When new vendor releases are announced, application owners attend webinars and read release documentation, and then come back to their departments with ideas on how to take advantage of new features. They send enhancement requests to the vendor, participate in vendor user groups, and learn about developments in their types of systems outside of your vendor.

2. Conduct an annual utilization review. This can be done internally by application owners or with the help of your vendor or outside consultants. Rotate modules around and schedule them on your IT steering committee calendar. Perhaps you’ll have a core loan accounting utilization review in the fall and a deposit accounting utilization review in the spring. Document improvement ideas, execute, and check back to make sure you don’t backslide.

3. Use a structured evaluation methodology. The next time you evaluate competing vendors, document requirements before you talk with any of them. Use this list to guide the evaluation process (RFI, RFP, demonstrations, due diligence) and implementation process, so you control the outcome of your implementation. Do not let replacement vendors pave the cowpath.

Putting it all together

As you can see, technology success is built just as much on good planning, execution, and governance disciplines as it is on the technology itself.

And when technology success comes together to support your bank’s strategy, you can do things even the megabanks banks don’t do.

So are you buying one-off technology in search of a problem? Or are you using technology to support your bank’s business strategy?

Brad Smith is president, CEO, and cofounder of Abound Resources, an advisory firm that helps community and small regional banks achieve their goals by breaking through current sales, operations, technology, risk, and compliance challenges. For more information, go to

“Day in the life” of a tech-enabled business banker

Let’s say one of your bank strategies is to grow your small business segment. You get a team together to better understand small business owner needs and then you build a new sales model to go after that segment. You round out your product and package offerings to meet their needs, and you use technology to empower your sales people and deliver those products. If you do all that, it leads to the following 30-minute new sale:

Susan Jones, your business banker, finishes a customer meeting at the customer’s office. She has two hours before her next appointment, so she checks her iPad, which is synced to the bank’s CRM system. There are two other businesses in the building on her prospecting list.

The first one is a professional services firm. Because the bank bought a list and populated its CRM with third-party data, Jones sees that the business is an accounting and bookkeeping firm with $2 million in revenues and seven employees. Robert Smith is the owner, and he’s already pre-approved for a $25,000 line of credit or business credit card.

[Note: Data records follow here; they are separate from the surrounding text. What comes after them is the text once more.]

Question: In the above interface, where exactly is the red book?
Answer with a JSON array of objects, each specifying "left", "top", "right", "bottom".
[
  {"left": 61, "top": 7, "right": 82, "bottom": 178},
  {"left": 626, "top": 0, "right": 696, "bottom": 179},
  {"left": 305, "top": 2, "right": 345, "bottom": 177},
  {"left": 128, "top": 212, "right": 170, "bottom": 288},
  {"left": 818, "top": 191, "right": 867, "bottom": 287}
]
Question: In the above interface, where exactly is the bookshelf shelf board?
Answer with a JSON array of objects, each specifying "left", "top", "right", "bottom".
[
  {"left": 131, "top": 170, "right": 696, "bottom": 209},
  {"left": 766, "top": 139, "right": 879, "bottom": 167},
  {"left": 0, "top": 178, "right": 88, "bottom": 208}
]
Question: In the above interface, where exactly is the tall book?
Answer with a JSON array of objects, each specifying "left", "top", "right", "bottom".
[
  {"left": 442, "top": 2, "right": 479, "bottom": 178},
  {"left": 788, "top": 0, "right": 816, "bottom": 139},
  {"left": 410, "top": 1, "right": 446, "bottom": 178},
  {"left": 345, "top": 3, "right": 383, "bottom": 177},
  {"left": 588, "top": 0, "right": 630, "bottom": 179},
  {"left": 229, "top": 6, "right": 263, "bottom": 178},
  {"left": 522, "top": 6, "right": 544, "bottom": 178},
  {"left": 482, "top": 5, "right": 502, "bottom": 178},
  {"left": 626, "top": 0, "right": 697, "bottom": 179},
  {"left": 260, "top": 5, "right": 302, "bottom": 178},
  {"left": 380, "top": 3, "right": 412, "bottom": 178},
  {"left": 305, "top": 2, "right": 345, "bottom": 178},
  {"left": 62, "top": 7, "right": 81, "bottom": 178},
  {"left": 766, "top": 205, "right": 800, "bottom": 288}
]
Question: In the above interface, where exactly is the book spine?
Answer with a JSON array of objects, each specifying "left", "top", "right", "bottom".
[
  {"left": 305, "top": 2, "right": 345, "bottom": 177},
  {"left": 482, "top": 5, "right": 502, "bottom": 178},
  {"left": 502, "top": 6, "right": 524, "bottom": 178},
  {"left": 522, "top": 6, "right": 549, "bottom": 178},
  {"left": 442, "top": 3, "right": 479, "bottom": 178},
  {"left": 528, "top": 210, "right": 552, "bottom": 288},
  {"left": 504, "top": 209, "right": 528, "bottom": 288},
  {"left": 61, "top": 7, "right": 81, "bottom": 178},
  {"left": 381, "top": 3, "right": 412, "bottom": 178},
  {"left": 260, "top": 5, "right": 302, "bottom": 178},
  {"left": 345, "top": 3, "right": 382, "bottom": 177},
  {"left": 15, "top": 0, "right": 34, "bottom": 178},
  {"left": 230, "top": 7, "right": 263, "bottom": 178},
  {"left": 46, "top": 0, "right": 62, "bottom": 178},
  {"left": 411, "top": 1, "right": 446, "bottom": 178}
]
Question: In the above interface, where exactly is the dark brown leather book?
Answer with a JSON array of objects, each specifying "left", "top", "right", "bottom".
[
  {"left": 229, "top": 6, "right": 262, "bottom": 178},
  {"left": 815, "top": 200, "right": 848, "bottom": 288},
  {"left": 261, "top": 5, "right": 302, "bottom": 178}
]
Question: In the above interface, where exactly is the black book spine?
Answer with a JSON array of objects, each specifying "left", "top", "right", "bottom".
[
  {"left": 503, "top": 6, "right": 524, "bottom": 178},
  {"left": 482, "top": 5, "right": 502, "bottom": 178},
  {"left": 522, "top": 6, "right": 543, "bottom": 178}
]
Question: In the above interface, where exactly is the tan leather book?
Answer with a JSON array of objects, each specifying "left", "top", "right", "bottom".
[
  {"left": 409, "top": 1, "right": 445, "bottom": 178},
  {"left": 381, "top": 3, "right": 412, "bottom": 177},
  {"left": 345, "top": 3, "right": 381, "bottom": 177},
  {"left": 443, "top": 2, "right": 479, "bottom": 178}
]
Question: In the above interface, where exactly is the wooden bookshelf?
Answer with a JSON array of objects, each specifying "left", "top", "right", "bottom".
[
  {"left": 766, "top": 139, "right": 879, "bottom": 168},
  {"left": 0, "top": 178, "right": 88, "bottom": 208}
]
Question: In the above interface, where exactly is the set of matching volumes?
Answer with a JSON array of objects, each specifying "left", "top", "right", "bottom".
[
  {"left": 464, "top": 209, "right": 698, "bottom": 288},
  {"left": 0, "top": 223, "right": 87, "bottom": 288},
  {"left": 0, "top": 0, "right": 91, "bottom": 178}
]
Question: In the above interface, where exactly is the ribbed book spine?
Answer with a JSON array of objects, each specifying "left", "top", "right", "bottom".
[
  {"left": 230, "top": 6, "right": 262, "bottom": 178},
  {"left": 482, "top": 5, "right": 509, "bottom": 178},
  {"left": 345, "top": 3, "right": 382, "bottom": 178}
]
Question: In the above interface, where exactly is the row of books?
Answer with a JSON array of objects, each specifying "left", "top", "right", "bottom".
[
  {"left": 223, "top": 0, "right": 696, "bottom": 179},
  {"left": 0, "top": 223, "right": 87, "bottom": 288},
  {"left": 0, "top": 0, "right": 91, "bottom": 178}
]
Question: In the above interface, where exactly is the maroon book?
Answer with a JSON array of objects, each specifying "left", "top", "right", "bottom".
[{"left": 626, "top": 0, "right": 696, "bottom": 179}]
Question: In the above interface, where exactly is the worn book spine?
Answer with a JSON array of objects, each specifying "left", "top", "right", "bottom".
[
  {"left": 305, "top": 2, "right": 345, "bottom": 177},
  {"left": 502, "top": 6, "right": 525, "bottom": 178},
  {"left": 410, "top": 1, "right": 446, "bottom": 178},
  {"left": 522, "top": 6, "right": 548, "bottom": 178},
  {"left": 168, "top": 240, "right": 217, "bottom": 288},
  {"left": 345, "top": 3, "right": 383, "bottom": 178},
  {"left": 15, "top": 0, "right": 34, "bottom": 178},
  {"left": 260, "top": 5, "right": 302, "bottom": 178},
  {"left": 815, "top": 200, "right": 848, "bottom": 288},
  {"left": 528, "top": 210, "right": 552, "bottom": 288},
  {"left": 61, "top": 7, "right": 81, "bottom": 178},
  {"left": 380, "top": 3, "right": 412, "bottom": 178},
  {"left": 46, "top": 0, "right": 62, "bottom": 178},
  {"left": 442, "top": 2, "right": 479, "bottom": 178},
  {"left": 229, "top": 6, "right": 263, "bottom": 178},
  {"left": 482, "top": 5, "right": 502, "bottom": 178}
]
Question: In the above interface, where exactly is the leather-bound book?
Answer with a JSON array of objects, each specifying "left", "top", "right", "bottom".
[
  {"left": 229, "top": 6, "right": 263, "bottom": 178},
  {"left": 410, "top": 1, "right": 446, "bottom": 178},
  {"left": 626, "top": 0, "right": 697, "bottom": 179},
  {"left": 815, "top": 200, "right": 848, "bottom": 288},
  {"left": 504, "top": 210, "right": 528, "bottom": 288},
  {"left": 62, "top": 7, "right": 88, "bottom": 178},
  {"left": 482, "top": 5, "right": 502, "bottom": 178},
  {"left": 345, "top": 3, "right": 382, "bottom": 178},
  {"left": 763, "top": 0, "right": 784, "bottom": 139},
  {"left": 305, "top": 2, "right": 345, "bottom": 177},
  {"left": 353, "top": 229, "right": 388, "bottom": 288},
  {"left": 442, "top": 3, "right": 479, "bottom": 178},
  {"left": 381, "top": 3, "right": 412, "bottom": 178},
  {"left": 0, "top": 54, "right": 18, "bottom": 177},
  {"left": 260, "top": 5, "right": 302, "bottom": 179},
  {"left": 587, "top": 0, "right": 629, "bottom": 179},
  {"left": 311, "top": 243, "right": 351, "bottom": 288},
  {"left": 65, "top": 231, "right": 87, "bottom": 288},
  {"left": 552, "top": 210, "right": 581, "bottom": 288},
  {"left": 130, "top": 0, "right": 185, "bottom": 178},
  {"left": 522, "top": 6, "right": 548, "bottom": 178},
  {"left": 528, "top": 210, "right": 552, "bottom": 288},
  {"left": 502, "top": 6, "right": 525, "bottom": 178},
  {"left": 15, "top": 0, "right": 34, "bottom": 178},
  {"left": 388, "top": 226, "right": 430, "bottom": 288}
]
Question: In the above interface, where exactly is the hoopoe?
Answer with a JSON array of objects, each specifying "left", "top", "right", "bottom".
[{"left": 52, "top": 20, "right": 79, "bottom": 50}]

Jones looks up Smith’s LinkedIn profile: He is a University of Texas graduate, he used to work at KPMG, and he’s also connected to the CEO whose office she just left. She uses this information to get two minutes with Smith. After asking three great questions to understand Smith’s business, he gives Susan more time, as he’s impressed that she understands his business. He also thinks to himself that in five years, his current bank has never once been to his office.

Jones recommends a suite of deposit and payment services and mentions a great introductory offer to get started. She says that he’s pre-approved for a business credit card, and she can get him started now, without having to come into the bank. Smith loves the idea and Jones has all the forms pre-filled with his information. All he has to do is sign on her iPad. She spends five minutes showing his office manager how to use the bank’s internet banking system, including the tie-ins for ACH, business credit card, and merchant services.

In 30 minutes, Jones closed a $200,000 business checking account, a small merchant services account, and a $3,500 per month business credit card account. All forms, including the customer risk assessment, were completed without paper and are stored on the bank’s enterprise content management system. In six months, Smith has moved all his personal business over to Jones. Jones heads down the hall to meet her next prospect.